Profitant de la Journée mondiale du Sida, la députée Manon Massé, avec des représentants d’organismes communautaires de lutte contre le Sida, a demandé jeudi au gouvernement d’agir pour mieux lutter contre cette maladie.

Mme Massé, de Québec solidaire, souhaite que le gouvernement se dote d’un plan ayant pour but d’éradiquer les nouvelles infections dans la province et que ce plan soit accompagné du financement nécessaire à sa réalisation.

«On demande que le soutien aux organismes communautaires soit financé adéquatement pour permettre la lutte au VIH partout au Québec», a déclaré Ken Monteith, directeur général de la Coalition des organismes communautaires québécois de lutte contre le sida (COCQ-SIDA), présent au point de presse. M. Monteith craint que, sans financement adéquat, le nombre de nouvelles infections au VIH augmente, et que la qualité de vie des personnes vivant avec le VIH décline.

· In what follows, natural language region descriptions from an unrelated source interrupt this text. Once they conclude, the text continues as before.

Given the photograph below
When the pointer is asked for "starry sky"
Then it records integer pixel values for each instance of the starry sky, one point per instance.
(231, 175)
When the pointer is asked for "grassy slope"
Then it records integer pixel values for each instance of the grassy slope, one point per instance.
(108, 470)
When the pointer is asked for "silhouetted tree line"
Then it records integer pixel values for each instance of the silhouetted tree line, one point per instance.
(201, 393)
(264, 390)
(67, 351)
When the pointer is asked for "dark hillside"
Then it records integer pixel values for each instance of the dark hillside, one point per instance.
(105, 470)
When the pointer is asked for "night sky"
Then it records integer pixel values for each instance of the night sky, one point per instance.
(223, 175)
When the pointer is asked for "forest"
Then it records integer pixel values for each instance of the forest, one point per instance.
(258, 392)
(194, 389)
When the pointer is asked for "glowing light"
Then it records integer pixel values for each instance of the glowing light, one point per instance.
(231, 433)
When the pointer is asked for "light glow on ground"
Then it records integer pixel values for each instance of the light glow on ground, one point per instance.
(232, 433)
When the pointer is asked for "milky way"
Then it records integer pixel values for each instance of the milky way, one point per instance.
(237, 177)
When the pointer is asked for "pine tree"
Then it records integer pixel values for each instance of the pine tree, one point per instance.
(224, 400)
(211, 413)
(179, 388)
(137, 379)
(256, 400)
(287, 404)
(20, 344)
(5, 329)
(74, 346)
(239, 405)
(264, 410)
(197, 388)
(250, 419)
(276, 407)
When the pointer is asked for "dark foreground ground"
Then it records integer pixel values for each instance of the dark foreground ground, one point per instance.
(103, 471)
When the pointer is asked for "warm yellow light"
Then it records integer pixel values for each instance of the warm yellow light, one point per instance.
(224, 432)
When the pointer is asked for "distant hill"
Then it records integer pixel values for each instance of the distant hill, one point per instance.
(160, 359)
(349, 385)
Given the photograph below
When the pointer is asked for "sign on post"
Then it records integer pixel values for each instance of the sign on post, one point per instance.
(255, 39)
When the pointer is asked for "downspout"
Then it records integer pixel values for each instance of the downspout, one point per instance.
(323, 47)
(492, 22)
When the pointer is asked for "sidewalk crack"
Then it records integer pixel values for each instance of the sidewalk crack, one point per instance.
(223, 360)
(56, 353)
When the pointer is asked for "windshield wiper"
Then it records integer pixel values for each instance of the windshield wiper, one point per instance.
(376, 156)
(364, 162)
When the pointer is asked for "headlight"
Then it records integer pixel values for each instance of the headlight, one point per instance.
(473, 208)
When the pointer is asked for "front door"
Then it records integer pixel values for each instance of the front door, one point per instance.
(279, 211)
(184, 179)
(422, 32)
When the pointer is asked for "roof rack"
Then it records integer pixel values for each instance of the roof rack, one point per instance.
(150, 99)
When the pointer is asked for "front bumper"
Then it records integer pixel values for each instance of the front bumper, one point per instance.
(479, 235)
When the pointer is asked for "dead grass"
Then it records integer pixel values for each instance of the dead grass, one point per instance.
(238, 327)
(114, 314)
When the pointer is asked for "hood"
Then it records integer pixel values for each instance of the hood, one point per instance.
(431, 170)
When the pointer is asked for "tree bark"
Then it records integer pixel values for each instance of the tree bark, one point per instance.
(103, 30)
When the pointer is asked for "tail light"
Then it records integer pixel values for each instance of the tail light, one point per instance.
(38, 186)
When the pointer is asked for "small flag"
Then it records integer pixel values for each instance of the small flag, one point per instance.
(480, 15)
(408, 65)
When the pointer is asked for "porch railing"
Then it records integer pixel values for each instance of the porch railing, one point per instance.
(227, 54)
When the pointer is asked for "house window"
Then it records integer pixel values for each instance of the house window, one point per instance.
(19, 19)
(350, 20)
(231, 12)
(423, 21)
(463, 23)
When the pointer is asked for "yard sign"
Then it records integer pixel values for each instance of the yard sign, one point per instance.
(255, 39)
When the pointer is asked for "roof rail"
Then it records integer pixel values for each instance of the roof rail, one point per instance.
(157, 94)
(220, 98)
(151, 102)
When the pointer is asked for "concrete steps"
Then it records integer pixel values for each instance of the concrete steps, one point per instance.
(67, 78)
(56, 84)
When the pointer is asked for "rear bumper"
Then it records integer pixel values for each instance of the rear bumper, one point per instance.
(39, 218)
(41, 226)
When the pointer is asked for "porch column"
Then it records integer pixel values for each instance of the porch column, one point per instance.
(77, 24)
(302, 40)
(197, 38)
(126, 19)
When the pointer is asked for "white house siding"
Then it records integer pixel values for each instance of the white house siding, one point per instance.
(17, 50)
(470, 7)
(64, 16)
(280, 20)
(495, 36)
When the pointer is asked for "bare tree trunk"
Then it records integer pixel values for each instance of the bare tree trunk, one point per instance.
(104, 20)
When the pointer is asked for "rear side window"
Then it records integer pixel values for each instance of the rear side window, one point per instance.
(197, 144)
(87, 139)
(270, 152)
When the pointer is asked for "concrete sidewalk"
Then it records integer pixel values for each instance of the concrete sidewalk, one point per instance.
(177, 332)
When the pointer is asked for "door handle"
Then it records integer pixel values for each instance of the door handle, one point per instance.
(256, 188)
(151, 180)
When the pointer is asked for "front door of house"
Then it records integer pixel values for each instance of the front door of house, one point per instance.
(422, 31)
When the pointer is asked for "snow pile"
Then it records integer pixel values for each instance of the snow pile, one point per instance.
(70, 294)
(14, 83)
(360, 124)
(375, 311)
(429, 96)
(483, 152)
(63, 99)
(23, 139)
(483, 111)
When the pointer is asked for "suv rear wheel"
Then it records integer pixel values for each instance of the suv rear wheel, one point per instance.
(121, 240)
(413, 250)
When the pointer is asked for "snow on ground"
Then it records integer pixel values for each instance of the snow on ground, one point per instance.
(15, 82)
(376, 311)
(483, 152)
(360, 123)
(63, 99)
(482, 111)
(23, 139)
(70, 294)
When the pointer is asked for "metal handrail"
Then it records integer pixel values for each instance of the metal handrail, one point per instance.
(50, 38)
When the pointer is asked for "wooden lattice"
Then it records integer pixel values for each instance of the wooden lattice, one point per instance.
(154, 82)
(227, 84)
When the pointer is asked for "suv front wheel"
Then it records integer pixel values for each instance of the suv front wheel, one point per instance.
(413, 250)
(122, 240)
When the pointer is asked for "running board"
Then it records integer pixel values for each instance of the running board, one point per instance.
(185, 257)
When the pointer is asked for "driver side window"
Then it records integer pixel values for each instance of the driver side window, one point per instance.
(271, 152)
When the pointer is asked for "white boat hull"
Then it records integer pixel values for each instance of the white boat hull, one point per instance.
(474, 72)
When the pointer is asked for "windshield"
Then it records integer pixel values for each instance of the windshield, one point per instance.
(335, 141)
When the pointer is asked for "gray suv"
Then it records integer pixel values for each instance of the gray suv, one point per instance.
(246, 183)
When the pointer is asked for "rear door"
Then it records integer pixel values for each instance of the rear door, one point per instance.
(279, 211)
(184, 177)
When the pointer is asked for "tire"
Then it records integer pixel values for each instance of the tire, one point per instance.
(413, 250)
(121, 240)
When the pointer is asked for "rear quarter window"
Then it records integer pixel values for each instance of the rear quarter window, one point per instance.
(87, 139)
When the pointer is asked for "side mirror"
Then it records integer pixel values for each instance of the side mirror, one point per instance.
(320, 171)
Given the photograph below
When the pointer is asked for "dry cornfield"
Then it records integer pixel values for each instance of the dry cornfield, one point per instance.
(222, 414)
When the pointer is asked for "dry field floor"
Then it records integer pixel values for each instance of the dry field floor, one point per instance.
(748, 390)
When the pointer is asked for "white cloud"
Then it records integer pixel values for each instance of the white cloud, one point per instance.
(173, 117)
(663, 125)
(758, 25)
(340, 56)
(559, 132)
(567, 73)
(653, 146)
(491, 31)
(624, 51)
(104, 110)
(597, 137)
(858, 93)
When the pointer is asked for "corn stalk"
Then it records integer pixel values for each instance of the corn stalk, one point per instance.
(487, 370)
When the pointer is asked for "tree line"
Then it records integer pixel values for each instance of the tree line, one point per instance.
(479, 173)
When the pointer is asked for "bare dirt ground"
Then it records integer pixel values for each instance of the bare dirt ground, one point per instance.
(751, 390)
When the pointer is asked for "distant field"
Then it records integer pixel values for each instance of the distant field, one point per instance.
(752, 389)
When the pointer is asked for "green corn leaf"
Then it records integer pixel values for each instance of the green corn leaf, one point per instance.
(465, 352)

«Je suis ici pour souligner que lutte contre le sida n’a jamais connu un moment aussi intéressant qu’aujourd’hui. Mais ça prend des efforts accrus», a-t-il ajouté.

En octobre dernier, les organismes québécois de lutte contre le VIH, l’hépatite C et les autres infections transmises sexuellement et par le sang avaient dénoncé leur financement inadéquat provenant du gouvernement fédéral.

Motion adoptée

Mme Massé a aussi déposé jeudi une motion à l’Assemblée nationale pour que les parlementaires appuient la Déclaration québécoise des droits et responsabilités des personnes vivant avec le VIH/sida, motion qui a été adoptée.

«Ce document est une prise de parole des personnes vivant avec le VIH, et une prise de position politique, dénonçant l’état actuel du droit et revendiquant clairement l’égalité de tous, quelque soit leur statut sérologique», a déclaré au cours d’un point de presse Jacques Gélinas, un homme vivant avec le VIH depuis bientôt 25 ans et militant pour la cause.

Ken Monteith espère que l’appui des parlementaires à cette déclaration fera en sorte que les principes guident les actions à venir du gouvernement.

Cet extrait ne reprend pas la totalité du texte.